The CIG/AMR workshop took place from October 24 to 27 in Boulder, Colorado. The workshop had about 25 participants with diverse research backgrounds that ranged from applied mathematics, mantle geodynamics, short-term tectonics and earthquake processes, and long-term tectonics.
Wolfgang Bangerth and Shijie Zhong helped organize the workshop. There was only one session with four invited talks that took place in the morning of Oct 24 and was chaired by Scott King. The rest of the workshop was mainly for deal.II tutorials run by Wolfgang Bangerth. Wolfgang showed a large number of examples in which the deal.II package was used to construct AMR finite element software. On the morning of Oct 26, Shijie Zhong chaired a discussion session on how our community could benefit from using AMR software and how we could proceed to build it.
From invited talks and tutorials, most of the workshop participants clearly recognized the potential benefits of AMR software and the feasibility of building the software. However, different communities are at different stages in terms of their capability for building AMR software.
The short-term tectonics community, as part of CIG activities, had developed the PyLith package. PyLith is quite compatible with AMR. PyLith has most of the components to move to the next step of using AMR, if the community decides to move to that direction. What is needed are additional modules.

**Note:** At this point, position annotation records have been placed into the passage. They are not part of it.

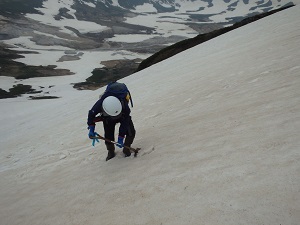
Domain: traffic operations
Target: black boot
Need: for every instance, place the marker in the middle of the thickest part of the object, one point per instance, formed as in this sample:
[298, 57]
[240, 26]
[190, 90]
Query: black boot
[110, 155]
[126, 152]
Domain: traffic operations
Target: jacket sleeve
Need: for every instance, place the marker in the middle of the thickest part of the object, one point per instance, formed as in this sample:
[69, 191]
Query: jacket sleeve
[96, 109]
[124, 123]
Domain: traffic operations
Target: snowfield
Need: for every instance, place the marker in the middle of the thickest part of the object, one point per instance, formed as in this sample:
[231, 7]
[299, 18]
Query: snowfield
[218, 125]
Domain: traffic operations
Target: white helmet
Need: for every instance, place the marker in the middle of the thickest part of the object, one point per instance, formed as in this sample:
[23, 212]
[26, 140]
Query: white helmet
[112, 106]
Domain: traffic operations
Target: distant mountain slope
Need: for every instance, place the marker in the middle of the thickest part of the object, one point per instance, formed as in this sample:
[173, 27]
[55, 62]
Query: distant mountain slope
[189, 43]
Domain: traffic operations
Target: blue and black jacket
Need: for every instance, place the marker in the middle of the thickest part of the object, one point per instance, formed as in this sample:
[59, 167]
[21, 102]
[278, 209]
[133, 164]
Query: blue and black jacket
[97, 114]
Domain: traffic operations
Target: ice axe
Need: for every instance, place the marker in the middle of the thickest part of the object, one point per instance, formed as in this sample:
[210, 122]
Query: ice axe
[135, 150]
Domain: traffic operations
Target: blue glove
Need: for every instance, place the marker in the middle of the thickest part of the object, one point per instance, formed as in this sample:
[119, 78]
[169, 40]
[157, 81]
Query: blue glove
[120, 143]
[92, 133]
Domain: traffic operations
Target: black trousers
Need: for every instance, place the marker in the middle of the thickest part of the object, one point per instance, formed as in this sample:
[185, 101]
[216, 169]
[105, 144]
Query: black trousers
[109, 133]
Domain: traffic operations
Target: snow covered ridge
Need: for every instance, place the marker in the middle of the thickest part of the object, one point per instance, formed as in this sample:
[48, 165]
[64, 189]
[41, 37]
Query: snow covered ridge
[65, 34]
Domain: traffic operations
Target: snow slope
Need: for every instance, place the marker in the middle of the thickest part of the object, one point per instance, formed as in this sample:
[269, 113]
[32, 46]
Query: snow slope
[219, 129]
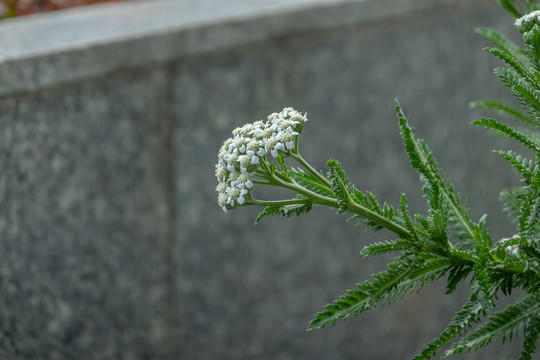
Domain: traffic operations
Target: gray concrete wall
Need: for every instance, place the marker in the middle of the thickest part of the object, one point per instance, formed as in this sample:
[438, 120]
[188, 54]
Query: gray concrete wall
[112, 245]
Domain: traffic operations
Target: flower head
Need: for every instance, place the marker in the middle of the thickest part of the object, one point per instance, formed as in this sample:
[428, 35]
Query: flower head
[241, 155]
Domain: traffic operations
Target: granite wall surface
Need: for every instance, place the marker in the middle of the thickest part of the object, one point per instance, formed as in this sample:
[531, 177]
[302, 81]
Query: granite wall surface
[112, 245]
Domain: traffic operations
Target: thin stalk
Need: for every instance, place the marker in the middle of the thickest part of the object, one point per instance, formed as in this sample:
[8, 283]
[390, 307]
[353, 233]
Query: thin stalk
[277, 202]
[310, 169]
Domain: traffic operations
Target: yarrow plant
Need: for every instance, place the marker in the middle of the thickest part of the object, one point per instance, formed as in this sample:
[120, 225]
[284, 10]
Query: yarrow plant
[445, 243]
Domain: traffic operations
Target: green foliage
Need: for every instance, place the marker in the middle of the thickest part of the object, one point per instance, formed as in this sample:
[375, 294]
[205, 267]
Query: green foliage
[284, 210]
[445, 243]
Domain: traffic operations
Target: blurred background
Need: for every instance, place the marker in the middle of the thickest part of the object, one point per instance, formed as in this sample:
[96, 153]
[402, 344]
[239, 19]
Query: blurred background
[112, 245]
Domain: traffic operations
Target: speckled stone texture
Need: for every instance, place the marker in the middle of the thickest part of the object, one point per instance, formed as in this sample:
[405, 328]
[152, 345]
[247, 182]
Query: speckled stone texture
[83, 221]
[249, 291]
[112, 245]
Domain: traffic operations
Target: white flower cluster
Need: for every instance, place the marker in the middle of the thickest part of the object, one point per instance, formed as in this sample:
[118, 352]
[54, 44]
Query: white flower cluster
[527, 21]
[240, 155]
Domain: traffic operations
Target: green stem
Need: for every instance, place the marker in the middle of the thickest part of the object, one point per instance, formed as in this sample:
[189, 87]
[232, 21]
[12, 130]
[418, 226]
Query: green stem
[379, 219]
[278, 202]
[296, 156]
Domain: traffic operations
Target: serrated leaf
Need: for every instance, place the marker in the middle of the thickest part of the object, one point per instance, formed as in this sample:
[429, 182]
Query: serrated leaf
[504, 323]
[508, 131]
[311, 183]
[284, 210]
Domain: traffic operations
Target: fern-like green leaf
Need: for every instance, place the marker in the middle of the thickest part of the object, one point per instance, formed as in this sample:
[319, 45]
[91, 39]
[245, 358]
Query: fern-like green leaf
[526, 167]
[502, 109]
[505, 323]
[509, 6]
[515, 64]
[385, 247]
[524, 93]
[532, 331]
[466, 316]
[401, 278]
[339, 184]
[508, 131]
[310, 182]
[284, 210]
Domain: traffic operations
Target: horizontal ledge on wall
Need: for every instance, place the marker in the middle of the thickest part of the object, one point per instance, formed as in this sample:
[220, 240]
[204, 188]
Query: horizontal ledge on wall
[70, 45]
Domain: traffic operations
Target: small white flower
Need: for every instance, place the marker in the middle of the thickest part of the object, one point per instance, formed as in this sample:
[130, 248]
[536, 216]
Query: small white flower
[221, 172]
[222, 187]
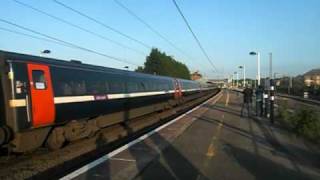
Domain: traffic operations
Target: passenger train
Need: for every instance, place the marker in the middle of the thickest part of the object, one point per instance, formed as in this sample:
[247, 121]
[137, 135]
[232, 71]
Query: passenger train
[40, 97]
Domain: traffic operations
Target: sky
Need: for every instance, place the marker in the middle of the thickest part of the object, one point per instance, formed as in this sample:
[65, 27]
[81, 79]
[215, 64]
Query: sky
[227, 29]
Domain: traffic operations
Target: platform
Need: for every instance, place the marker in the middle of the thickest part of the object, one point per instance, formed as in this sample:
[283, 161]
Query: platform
[211, 142]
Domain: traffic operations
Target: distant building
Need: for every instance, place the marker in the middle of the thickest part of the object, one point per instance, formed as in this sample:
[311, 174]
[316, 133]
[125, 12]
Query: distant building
[312, 77]
[196, 76]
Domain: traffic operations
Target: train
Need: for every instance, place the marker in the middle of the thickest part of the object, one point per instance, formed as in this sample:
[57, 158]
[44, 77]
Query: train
[46, 101]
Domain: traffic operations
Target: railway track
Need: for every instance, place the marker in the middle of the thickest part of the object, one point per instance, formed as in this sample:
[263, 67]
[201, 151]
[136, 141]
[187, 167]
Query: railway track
[45, 164]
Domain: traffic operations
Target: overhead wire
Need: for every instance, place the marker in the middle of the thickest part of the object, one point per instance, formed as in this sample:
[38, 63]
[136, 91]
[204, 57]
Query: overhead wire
[194, 35]
[69, 44]
[30, 36]
[102, 24]
[77, 26]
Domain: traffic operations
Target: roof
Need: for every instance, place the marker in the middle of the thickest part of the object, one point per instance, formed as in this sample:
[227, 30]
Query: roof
[313, 72]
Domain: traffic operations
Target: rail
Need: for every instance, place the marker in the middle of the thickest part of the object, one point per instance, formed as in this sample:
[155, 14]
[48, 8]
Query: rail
[297, 98]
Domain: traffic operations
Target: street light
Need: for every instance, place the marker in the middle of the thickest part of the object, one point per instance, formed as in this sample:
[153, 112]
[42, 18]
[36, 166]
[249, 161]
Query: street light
[46, 51]
[258, 62]
[236, 73]
[244, 74]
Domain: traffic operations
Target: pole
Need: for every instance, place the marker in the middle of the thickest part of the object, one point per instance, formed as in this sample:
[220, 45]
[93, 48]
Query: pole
[244, 75]
[237, 80]
[258, 59]
[271, 92]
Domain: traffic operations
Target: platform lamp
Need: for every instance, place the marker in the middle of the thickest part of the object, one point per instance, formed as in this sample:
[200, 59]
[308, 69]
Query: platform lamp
[258, 64]
[244, 75]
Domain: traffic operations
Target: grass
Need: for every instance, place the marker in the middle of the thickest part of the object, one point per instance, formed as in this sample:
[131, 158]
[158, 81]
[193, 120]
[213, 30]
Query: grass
[304, 122]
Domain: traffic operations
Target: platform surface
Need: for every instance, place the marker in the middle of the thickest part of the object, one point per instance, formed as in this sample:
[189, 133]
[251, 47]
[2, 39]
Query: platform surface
[214, 142]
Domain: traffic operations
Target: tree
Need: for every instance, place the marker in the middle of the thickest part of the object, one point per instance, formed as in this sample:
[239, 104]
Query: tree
[159, 63]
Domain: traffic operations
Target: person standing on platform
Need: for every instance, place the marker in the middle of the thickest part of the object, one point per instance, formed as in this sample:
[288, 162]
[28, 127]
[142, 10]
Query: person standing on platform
[259, 99]
[247, 100]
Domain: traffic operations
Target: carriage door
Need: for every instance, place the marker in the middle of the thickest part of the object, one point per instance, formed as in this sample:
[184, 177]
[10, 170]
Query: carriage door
[42, 103]
[177, 89]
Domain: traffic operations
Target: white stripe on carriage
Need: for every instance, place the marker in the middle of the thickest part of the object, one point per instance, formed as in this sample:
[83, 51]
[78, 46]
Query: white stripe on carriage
[86, 98]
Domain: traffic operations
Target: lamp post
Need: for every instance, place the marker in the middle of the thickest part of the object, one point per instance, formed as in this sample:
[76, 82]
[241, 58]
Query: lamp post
[237, 80]
[46, 51]
[258, 64]
[244, 75]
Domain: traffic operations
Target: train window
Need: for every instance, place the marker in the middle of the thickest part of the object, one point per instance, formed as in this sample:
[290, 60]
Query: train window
[142, 87]
[133, 87]
[38, 79]
[116, 87]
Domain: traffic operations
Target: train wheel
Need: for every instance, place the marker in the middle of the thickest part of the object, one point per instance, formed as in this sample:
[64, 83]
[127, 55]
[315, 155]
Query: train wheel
[56, 139]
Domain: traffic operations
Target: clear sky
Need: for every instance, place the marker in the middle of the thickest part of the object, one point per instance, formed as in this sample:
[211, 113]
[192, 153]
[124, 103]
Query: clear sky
[227, 29]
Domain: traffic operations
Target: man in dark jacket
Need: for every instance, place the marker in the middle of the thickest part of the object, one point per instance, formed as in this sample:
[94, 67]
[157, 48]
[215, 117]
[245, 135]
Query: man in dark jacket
[247, 100]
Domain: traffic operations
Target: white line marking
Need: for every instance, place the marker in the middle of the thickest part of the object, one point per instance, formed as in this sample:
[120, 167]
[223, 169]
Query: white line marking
[94, 163]
[121, 159]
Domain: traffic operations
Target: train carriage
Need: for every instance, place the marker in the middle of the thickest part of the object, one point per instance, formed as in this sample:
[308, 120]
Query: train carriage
[38, 94]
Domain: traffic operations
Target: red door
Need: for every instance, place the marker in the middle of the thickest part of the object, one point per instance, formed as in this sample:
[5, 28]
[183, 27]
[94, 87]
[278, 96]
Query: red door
[42, 103]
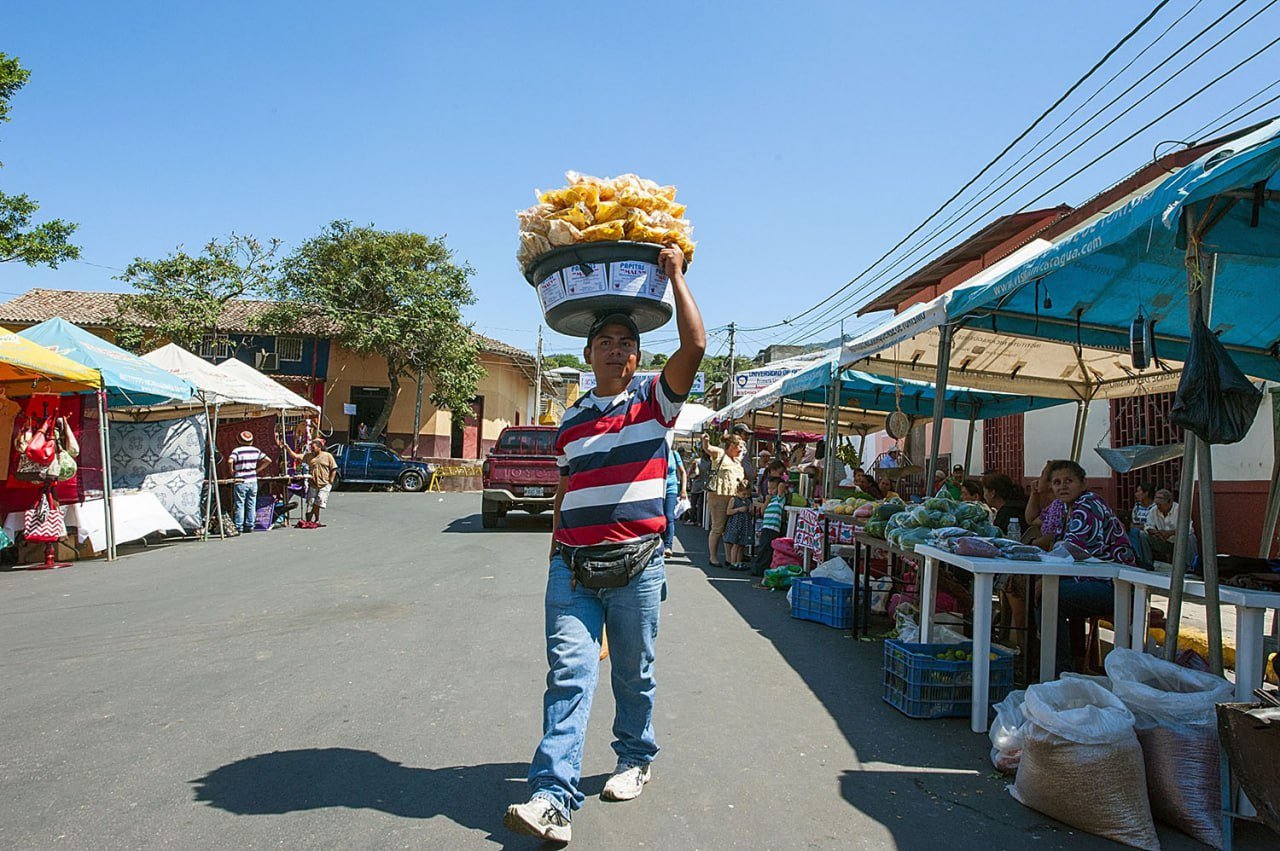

The existing codes for mantle dynamics (CitcomS and CitcomCU) and long-term tectonics (Gale) are not easily extended to incorporate AMR capabilities. There are two ways to realize AMR in mantle dynamics and long-term tectonics. The first is to use the deal.II package to build some sample codes for mantle convection and plasticity problems. Although deal.II-based software can only be scaled to ~100 cores/processors, it can still be very valuable both in terms of research and teaching. For example, deal.II can help sort out better algorithms for mantle convection problems, given its flexibility in using different element types and solvers. The second is to take advantage of the recent effort by Omar Ghattas’ group from UT-Austin in building a scalable AMR-based mantle convection code. Mike Gurnis from Caltech/CIG and Shijie Zhong’s group from University of Colorado are already in collaboration with Omar Ghattas’ group in this effort. The purpose is not only to use AMR software for mantle convection but also to make a code scalable up to 100,000 processors to achieve petascale performance. However, we also recognize that the particle tracing which is important for geophysical applications in parallel and with AMR is a challenging book-keeping problem.
It was suggested that CIG should spend some effort in creating a suite of deal.II example codes for potential geodynamics applications. It was also suggested that CIG needs to maintain the existing codes such as CitcomCU, CitcomS and its latest version with compressible convection. We also need to examine to what extent these existing codes can be scaled up to a large number of processors. This is important both because there is a large user group and because it does some things very well.